I highlight this to show the fallacy of having to have the whip and the lash of utter destitution to make society work. Great innovations never come from being forced to do things, they come from people who are able to exercise their talents to the fullest. If you are doing the work you love, you do not need to retire of have a supervisor standing over you with a time clock. In fact, when you look at the history of invention, every great discovery has come about not because people had to do something, but because they wanted to do it.
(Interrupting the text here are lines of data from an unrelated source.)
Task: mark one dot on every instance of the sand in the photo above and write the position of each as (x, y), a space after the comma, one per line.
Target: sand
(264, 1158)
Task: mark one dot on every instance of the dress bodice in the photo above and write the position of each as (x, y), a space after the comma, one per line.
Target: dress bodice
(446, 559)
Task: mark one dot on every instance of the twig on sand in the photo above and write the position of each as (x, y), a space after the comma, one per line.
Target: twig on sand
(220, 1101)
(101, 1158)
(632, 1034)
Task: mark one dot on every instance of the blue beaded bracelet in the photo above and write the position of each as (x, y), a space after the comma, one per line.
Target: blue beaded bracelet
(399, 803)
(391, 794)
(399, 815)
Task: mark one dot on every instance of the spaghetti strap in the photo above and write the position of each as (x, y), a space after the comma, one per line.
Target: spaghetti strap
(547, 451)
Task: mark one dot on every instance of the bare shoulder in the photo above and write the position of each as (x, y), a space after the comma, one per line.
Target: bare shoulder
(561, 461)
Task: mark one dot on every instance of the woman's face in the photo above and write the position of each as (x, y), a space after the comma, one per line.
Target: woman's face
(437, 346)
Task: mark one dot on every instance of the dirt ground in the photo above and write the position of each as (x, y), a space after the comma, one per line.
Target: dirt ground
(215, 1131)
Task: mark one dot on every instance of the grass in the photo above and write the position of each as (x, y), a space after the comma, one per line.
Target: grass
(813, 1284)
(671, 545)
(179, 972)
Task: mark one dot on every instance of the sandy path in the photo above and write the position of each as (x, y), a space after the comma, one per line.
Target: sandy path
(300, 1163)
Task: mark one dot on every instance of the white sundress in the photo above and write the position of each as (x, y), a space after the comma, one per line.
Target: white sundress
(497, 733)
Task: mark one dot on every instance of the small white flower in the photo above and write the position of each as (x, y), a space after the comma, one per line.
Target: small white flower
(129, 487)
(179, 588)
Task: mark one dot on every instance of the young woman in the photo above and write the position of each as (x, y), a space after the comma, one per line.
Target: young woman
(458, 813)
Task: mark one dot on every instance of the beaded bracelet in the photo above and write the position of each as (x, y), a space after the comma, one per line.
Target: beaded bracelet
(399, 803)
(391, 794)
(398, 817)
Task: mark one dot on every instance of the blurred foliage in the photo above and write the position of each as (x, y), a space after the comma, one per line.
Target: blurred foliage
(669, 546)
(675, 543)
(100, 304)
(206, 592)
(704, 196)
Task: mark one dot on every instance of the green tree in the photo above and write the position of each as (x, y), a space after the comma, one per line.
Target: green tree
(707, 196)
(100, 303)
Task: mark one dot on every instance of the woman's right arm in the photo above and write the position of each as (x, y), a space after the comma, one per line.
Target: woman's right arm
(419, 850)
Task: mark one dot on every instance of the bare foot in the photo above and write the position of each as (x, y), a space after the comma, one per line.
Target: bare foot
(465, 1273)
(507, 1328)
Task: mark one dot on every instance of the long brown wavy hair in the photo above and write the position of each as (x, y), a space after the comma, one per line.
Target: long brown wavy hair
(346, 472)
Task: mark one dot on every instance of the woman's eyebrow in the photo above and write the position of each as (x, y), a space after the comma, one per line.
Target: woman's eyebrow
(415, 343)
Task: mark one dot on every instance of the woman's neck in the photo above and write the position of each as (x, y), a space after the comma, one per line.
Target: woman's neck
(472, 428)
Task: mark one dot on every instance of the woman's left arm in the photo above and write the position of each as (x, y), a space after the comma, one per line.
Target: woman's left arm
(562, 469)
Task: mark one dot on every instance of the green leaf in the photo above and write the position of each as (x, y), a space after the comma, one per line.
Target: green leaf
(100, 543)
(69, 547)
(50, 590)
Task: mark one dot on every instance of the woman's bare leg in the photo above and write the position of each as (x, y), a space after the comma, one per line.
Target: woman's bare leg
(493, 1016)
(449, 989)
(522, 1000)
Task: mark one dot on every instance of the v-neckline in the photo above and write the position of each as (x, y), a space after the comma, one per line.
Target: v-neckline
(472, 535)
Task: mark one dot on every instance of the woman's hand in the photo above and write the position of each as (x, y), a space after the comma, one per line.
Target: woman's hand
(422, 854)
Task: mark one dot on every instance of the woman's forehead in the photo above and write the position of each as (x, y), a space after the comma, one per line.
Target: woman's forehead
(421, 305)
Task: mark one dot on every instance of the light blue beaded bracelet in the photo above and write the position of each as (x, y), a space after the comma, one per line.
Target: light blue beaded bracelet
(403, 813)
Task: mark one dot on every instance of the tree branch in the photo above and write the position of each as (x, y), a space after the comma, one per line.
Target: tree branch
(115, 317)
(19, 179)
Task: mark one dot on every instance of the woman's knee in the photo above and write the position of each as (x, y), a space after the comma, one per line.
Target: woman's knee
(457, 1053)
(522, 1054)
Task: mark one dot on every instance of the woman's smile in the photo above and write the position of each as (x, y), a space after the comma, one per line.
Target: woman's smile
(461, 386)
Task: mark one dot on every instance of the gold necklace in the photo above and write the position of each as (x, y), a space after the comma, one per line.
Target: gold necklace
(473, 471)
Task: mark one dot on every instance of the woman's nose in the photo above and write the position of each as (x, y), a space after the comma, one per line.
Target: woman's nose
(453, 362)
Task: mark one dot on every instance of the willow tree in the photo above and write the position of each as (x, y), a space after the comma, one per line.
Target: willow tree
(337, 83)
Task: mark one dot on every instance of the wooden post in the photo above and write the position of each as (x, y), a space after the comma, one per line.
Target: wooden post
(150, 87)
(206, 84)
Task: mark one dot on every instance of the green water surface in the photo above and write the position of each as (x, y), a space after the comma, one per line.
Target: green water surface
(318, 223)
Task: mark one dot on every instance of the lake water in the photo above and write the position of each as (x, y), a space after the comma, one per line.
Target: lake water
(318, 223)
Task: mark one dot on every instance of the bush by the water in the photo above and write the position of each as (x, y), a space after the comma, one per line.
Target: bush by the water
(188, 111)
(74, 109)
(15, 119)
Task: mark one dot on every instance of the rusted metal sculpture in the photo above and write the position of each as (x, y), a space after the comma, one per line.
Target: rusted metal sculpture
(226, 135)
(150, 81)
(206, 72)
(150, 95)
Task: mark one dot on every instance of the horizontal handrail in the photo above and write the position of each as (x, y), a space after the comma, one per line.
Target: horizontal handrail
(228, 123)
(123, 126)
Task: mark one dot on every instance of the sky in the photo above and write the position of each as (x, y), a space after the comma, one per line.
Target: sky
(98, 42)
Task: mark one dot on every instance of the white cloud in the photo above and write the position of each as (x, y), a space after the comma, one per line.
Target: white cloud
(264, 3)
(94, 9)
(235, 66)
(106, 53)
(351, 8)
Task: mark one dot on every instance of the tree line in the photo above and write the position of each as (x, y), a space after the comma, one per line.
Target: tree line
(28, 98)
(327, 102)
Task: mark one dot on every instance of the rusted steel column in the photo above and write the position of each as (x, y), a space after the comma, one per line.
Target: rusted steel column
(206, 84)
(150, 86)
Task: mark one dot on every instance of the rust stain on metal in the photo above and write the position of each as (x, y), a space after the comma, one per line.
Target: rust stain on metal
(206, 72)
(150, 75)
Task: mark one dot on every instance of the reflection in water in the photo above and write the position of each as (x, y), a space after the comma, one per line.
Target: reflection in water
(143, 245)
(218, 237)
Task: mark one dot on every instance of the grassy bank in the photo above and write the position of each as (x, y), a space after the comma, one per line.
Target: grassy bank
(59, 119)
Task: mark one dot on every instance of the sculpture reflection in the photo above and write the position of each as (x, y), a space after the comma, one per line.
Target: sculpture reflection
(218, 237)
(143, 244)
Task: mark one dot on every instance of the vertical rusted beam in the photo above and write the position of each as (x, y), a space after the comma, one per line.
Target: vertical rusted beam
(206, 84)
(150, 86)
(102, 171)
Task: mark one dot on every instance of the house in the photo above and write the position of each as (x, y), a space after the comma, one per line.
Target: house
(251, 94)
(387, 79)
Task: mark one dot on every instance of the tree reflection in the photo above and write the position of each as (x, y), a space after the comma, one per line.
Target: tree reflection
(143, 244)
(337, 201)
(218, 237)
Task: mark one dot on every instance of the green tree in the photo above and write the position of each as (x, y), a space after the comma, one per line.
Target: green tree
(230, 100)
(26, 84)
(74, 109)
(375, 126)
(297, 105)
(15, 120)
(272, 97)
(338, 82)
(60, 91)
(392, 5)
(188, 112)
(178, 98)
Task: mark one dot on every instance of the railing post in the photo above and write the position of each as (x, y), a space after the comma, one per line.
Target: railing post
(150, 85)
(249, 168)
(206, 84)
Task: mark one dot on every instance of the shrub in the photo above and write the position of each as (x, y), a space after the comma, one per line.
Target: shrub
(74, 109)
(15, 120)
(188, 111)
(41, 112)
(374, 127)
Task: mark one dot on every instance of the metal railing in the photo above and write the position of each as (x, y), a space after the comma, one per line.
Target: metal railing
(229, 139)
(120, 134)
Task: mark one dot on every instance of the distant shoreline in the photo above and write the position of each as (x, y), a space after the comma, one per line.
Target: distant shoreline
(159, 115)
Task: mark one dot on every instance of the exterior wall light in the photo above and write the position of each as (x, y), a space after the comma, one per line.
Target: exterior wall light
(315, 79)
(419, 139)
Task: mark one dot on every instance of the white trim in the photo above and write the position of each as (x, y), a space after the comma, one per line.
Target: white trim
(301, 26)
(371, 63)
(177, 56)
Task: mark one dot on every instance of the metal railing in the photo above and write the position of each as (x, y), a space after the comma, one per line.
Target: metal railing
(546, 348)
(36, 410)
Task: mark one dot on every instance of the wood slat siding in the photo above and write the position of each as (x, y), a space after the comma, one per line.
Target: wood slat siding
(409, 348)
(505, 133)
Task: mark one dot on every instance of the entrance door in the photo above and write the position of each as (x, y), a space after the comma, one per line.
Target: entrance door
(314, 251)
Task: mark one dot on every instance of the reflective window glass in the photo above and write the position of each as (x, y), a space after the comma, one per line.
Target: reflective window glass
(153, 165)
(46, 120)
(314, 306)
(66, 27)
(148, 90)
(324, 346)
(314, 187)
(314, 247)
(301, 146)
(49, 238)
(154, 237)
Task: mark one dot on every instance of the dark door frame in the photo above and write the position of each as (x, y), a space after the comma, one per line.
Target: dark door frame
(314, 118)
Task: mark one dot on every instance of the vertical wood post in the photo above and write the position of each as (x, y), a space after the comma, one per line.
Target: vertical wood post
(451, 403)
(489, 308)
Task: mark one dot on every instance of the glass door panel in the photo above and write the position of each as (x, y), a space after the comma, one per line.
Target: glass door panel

The idea that if we do not sit at our desks and labor for forty hours a week for our corporate overlords we will have no more innovations or discoveries is preposterous, and the quote above proves it. When you put aside the rhetoric and actually look at the history of the major inventions that better our lives (whether video games actually do this is debatable), they all come about this way. In most cases, profit was even the farthest thing from the minds of scientists or inventors. Many of the fundamental discoveries that revolutionized science were made by the Royal Society, which was basically a club of aristocratic dabblers. Sadly, many great inventors died penniless and forgotten, with the money-men reaping all the rewards (e.g. Tesla).